L’objectif était de voir s’il était possible de trouver un marqueur commun aux patients aidés par le traitement. Étonnamment, peu importe que la tumeur possède ou non le récepteur que le médicament est censé bloquer à la surface des cellules.
« Nous avons trouvé un biomarqueur, IGFBP7, qui nous aide à montrer quels patients peuvent bénéficier de ce traitement. Dans le groupe présentant les niveaux les plus faibles de ce marqueur, près de 50 % (chez 15 patients sur 32) des tumeurs agressives ont complètement disparu avant la chirurgie. et 66 pour cent des tumeurs triples négatives les plus agressives ont disparu (chez 12 patients sur 18). Ce n'était certainement pas le biomarqueur auquel nous nous attendions pour fournir la réponse, et c'est peut-être pourquoi l'énigme n'a pas été résolue. résolu auparavant », déclare Christopher Godina, premier auteur de l'étude.

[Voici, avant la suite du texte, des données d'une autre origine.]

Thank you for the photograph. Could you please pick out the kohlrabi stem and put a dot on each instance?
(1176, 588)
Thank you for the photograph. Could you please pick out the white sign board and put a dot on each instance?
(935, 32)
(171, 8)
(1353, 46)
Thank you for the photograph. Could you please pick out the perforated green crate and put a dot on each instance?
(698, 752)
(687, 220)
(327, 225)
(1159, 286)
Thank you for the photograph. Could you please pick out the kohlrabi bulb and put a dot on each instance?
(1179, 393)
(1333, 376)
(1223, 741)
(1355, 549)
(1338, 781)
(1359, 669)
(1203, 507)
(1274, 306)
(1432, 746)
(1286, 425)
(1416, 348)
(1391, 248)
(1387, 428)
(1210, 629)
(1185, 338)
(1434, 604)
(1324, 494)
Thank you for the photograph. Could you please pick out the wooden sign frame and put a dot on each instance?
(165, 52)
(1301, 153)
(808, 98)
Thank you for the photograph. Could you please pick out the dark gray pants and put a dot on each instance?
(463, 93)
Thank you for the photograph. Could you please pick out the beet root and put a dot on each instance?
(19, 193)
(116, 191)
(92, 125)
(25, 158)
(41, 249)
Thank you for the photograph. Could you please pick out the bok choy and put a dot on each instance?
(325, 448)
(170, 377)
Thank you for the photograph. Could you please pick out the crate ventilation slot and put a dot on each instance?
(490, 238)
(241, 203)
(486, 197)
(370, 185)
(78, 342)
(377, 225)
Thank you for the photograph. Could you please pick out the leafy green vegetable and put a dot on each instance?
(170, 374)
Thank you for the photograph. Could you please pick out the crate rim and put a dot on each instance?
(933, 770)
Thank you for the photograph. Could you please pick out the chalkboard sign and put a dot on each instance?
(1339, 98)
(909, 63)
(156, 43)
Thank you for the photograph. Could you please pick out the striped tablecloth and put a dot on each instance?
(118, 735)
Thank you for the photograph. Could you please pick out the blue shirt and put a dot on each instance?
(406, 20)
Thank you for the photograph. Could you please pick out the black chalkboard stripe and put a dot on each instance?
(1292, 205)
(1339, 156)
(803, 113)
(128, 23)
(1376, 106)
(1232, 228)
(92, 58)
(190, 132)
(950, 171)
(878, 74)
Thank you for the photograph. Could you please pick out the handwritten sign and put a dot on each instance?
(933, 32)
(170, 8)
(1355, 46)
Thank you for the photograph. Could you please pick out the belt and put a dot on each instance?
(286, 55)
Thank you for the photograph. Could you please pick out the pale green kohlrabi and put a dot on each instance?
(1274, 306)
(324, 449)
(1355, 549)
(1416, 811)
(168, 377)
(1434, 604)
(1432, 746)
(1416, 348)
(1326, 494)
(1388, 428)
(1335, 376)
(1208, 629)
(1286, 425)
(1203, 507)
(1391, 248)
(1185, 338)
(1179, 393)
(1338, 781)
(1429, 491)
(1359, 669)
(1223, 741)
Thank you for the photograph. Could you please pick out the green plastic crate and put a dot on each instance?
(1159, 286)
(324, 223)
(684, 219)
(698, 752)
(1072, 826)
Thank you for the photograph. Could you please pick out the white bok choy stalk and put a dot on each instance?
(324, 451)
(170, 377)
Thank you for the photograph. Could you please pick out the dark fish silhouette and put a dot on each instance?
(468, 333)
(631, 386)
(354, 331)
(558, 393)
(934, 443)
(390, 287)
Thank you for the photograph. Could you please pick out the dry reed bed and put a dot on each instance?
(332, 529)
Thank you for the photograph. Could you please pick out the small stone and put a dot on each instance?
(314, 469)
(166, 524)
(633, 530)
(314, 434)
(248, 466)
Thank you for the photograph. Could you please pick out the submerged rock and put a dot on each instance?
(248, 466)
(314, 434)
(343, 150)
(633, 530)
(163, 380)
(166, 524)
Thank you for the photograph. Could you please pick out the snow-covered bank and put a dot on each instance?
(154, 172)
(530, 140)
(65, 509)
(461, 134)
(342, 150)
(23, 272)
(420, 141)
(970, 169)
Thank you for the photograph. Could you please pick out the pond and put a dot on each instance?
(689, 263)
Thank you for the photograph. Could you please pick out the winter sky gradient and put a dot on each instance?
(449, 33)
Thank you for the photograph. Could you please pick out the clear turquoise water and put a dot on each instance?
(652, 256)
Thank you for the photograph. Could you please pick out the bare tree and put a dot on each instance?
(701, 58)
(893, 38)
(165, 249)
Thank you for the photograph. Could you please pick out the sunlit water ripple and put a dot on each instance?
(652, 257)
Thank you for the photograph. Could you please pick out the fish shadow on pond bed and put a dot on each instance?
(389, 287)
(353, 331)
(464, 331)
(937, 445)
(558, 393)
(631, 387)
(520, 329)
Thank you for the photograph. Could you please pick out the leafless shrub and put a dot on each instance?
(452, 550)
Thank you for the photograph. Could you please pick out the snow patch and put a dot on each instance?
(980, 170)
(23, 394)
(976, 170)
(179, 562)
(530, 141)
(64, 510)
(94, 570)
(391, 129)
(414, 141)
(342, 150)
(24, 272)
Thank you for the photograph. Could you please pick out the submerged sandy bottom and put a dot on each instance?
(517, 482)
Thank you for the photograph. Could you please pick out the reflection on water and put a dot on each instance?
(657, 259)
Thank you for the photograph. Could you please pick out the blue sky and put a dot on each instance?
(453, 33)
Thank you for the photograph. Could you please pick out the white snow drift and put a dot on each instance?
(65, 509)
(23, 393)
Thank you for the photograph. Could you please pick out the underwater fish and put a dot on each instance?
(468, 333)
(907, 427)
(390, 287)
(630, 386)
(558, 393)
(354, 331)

Le résultat était surprenant. Auparavant, on pensait que les tumeurs contenant une grande quantité de cette protéine particulière, IGFBP7, pouvaient être traitées avec ce médicament. L’inverse s’est avéré vrai : le médicament est efficace pour ceux dont les tumeurs contenaient peu de protéine. L'étude, récemment publiée dans la revue scientifique NPJ Oncologie de précision, montre qu'il est possible d'identifier le groupe de patients qui seront aidés par le traitement.
« Un quart de toutes les patientes atteintes d'un cancer du sein agressif pourraient bénéficier du traitement. Cette découverte constitue potentiellement une avancée majeure après plusieurs tentatives infructueuses visant à montrer quelles patientes bénéficient de ce traitement », déclare Helena Jernström, professeur à l'Université de Lund et l'une des chercheurs derrière l’étude. Il est également possible que les patientes atteintes de types de cancer autres que le cancer du sein puissent bénéficier du médicament.
Les chercheurs affirment que ce résultat démontre la valeur des données ouvertes. Si les chercheurs américains n’avaient pas rendu disponibles leurs résultats, il aurait été difficile de résoudre le mystère.
« Dans ce cas, il était possible pour d'autres d'analyser les résultats et de voir s'ils pouvaient trouver quelque chose que les chercheurs précédents avaient manqué. Tout cela vient donc de leur ouverture d'esprit. Nous espérons que cela conduira désormais les sociétés pharmaceutiques qui ont mis de côté ce médicament destiné au traitement du cancer puisse reprendre son développement », conclut Christopher Godina.